Cuando desciendes del bus y ves la nada, el páramo agreste que cunde en las cuatro direcciones, surcado por el viento y la 40, te ríes por dentro. Los "exploradores" te han mirado con sorpresa al bajar ("dónde irá este"), y el chofer te estrecha la mano, te pregunta si vas a hacer dedo y te desea "suerte, papi".
Te has reído por dentro y esa risa te eleva, pero al mismo tiempo, al ver el bus partir y medir la distancia durante largos minutos hasta que es sólo un punto verde indistinguible, te preguntas cuánto durará, si no habrás expuesto demasiado, si te recogerá alguien en este desierto a horas de ninguna parte: cómo pasar la noche aquí.

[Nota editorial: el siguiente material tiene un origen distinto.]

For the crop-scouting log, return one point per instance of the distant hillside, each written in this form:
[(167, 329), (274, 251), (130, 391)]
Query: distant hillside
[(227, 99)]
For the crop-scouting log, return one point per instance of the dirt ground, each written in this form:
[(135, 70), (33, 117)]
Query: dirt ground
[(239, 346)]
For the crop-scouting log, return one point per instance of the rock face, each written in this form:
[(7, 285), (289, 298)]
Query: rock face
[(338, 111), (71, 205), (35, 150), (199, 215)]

Tienes agua y comida, tienes tiempo. Buscas con la mirada una sombra o un lugar propicio con buena visibilidad y acabas sentada en el lugar donde estás, junto a una señal que indica 153 kilómetros hasta el primer lugar habitado. Sacas el libro, bebes un trago de agua y esperas.
Tras cuatro horas infructuosas en las que han pasado no más de 10 coches en la dirección adecuada empiezas a considerar cruzarte al otro lado e intentar volver a El Calafate, que parece más fácil de conseguir. En ese momento, una camioneta blanca enciende el intermitente y para al fin. Con este tipo (administrativo de una empresa de construcción que pavimenta algún tramo de la 40 más abajo) pasas las 3 horas siguientes, hasta llegar a Gobernador Gregores.

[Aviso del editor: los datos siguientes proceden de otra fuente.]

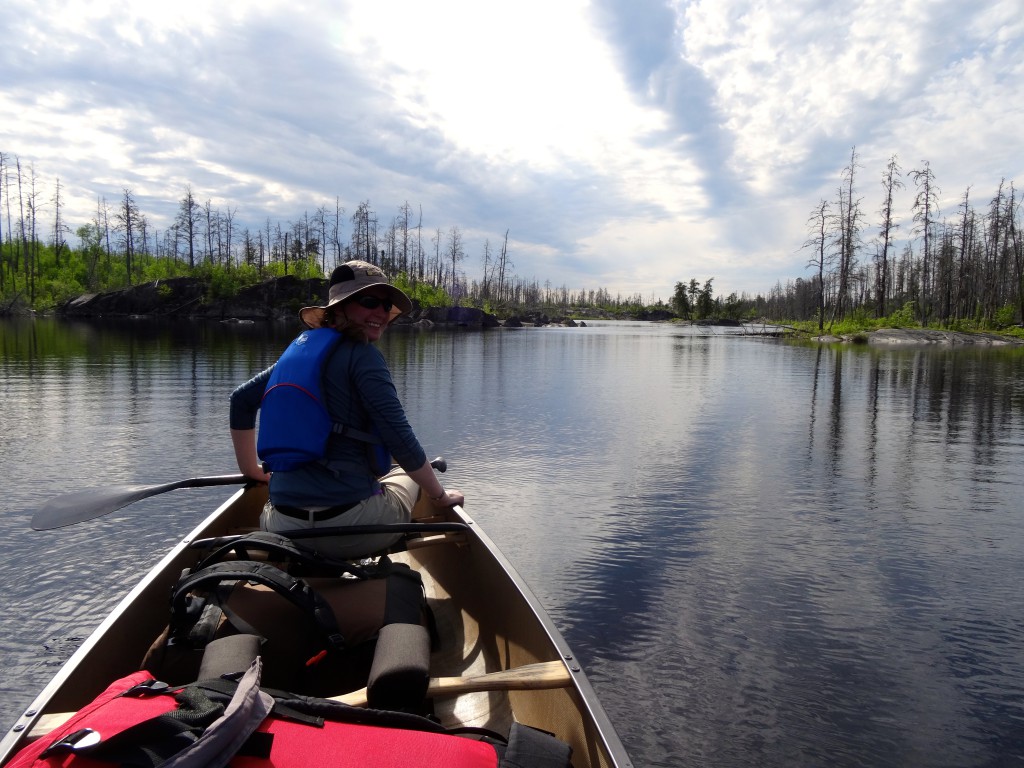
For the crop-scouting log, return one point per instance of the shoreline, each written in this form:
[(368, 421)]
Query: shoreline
[(922, 336)]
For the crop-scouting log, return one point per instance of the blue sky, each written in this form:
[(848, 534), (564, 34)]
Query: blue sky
[(625, 144)]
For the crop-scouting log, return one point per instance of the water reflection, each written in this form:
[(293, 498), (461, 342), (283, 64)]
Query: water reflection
[(796, 555)]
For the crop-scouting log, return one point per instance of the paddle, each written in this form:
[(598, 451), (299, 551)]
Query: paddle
[(528, 677), (92, 503)]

Juanjo tiene 26 años y, como toda la gente aquí, un abuelo 'gashego'. Salió huyendo hace unos meses de Tucumán, en el norte, tras estrellar por tercera vez su auto y separarse de la madre de su hijo. Conduce a 120 por el ripio (carril sin asfaltar) y habla de Carlos Sáinz y de venir a Europa. Los bajos de la camioneta golpean el piso sin cesar, y el polvo se cuela en la cabina por todos los resquicios del chasis desvencijado. Juanjo recorre esta desolada región inmensa, sin nadie,
esquivando a veces guanacos o ñandúes, escuchando cumbia ("Nuevas lunas") en el altavoz del móvil, y sacándote del primer apuro serio de este juego límite.

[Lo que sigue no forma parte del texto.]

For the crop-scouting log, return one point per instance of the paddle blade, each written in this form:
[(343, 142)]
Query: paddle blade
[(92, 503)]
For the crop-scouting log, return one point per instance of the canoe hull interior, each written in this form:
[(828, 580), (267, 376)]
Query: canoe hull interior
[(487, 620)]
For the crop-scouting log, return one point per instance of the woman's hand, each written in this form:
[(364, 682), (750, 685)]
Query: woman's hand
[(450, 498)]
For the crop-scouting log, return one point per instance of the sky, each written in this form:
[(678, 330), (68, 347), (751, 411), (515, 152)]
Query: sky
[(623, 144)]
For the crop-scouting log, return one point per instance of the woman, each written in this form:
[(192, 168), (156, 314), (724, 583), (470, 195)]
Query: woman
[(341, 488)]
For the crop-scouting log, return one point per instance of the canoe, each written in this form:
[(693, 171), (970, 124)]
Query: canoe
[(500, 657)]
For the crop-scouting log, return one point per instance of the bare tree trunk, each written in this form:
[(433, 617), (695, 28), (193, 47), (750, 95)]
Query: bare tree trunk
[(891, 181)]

Juanjo te trae hasta Gregores y te ayuda a buscar alojamiento. Te dice que, sobre las 7, salen furgonetas con empleados de Petersen, una empresa situada en la 40, de la que Gregores está separada unos 85 kilómetros. Siguiendo su consejo, te quitas el polvo en la ducha ruinosa de la pensión y te acercas a la gasolinera donde nadie sabe nada, y donde tropiezas ya con la aventura de mañana. Un tipo y su hijo de 9 años van en tu dirección, y se ofrecen a llevarte. "¿Sabés cebar el mate?" es la única condición.
A unos metros de distancia, enorme y señalado por la barbilla de su conductor, está aparcado el camión cisterna de YPF que hasta ahora no habías visto y que será tu transporte mañana. 30000 litros de gasoil, a 50 kilómetros por hora, tomando mates, a las seis de la mañana. Cenas y descansas: sueñas con el páramo, con la Patagonia.